In this section, we will see how Terraform can be used to provision a droplet on DigitalOcean. First, obviously, we need to install Terraform. Terraform comes as a single binary in a zipped file. Thus installation is very easy. Just navigate to the download page, get the URL for your OS, run the download and unzip the file. For Linux, for instance, this would be

wget https://releases.hashicorp.com/terraform/0.12.10/terraform_0.12.10_linux_amd64.zip
unzip terraform_0.12.10_linux_amd64.zip

Then move the result executable somewhere into your path. Next, we will prepare a simple Terraform resource definition. By convention, Terraform expects resource definitions in files with the extension .tf. Thus, let us create a file droplet.tf with the following content.

# The DigitalOcean oauth token. We will set this with the
#  -var="do_token=..." command line option
variable "do_token" {}

# The DigitalOcean provider
provider "digitalocean" {
  token = "${var.do_token}"
}

# Create a droplet
resource "digitalocean_droplet" "droplet0" {
  image  = "ubuntu-18-04-x64"
  name   = "droplet0"
  region = "fra1"
  size   = "s-1vcpu-1gb"
  ssh_keys = []
}

When you run Terraform in a directory, it will pick up all files with that extension that are present in this directory (Terraform treats directories as modules with a hierarchy starting with the root module). In our example, we make a reference to the DigitalOcean provider, passing the DigitalOcean token as an argument, and then declare one resource of type digitalocean_droplet called droplet0

Let us try this out. When we use a provider for the first time, we need to initialize this provider, which is done by running (in the directory where your resource definitions are located)

terraform init

This will detect all required providers and download the respective plugins. Next, we can ask Terraform to create a plan of the changes necessary to realize the to-be state described in the resource definition. To see this in action, run

terraform plan -var="do_token=$DO_TOKEN"

Note that we use the command line switch -var to define the value of the variable do_token which we reference in our resource definition to allow Terraform to authorize against the DigitalOcean API. Here, we assume that you have stored the DigitalOcean token in an environment variable called DO_TOKEN.

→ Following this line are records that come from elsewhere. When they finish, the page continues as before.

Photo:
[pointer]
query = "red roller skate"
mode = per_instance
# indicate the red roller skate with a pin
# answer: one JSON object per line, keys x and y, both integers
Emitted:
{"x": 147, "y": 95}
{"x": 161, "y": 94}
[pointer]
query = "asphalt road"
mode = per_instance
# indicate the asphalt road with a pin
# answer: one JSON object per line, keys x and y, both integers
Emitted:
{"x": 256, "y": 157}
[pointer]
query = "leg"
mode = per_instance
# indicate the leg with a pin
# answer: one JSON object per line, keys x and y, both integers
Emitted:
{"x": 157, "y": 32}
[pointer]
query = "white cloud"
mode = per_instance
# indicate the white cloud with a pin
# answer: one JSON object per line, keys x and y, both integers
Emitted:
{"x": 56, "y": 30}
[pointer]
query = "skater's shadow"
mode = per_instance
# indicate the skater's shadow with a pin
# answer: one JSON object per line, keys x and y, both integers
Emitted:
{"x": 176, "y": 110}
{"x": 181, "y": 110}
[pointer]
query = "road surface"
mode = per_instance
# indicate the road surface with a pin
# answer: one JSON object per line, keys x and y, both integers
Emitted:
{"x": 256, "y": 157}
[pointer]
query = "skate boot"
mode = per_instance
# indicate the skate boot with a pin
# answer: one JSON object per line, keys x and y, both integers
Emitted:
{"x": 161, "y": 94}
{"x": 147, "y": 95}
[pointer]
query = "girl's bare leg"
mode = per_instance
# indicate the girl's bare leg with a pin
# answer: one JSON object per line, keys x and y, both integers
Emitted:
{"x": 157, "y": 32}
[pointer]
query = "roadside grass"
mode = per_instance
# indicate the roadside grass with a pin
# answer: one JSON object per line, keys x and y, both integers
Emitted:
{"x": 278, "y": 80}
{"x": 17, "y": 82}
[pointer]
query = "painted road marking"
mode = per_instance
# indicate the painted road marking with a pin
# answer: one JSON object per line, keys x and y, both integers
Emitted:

When we are happy with the output, we can now finally ask Terraform to actually apply the changes. Again, we need to provide the DigitalOcean token. In addition, we also use the switch -auto-approve, otherwise Terraform would ask us for a confirmation before the changes are actually applied.

terraform apply -auto-approve -var="do_token=$DO_TOKEN"

If you have a DigitalOcean console open in parallel, you can see that a droplet is actually being created, and after less than a minute, Terraform will complete and inform you that a new resource has been created.

We have mentioned above that Terraform maintains a state, and it is instructive to inspect this state after a resource has been created. As we have not specified a backend, Terraform will keep the state locally in a file called terraform.tfstate that you can look at manually. Alternatively, you can also use

terraform state pull

You will see an array resources with – in our case – only one entry, representing our droplet. We see the name and the type of the resource as specified in the droplet.tf file, followed by a list of instances that contains the (provider specific) details of the actual instances that Terraform has stored.

When we are done, we can also use Terraform to destroy our resources again. Simply run

terraform destroy -auto-approve -var="do_token=$DO_TOKEN"

and watch how Terraform brings down the droplet again (and removes it from the state).

Now let us improve our simple resource definition a bit. Our setup so far did not provision any SSH keys, so to log into the machine, we would have to use the SSH password that DigitalOcean will have mailed you. To avoid this, we again need to specify an SSH key name and to get the corresponding SSH key ID. First, we define a Terraform variable that will contain the key name and add it to our droplet.tf file.

variable "ssh_key_name" {
  type = string
  default = "do-default-key"
}

This definition has three parts. Following the keyword variable, we first specify the variable name. We then tell Terraform that this is a string, and we provide a default. As before, we could override this default using the switch -var on the command line.

Next, we need to retrieve the ID of the key. The DigitalOcean plugin provides the required functionality as a data source. To use it, add the following to our resource definition file.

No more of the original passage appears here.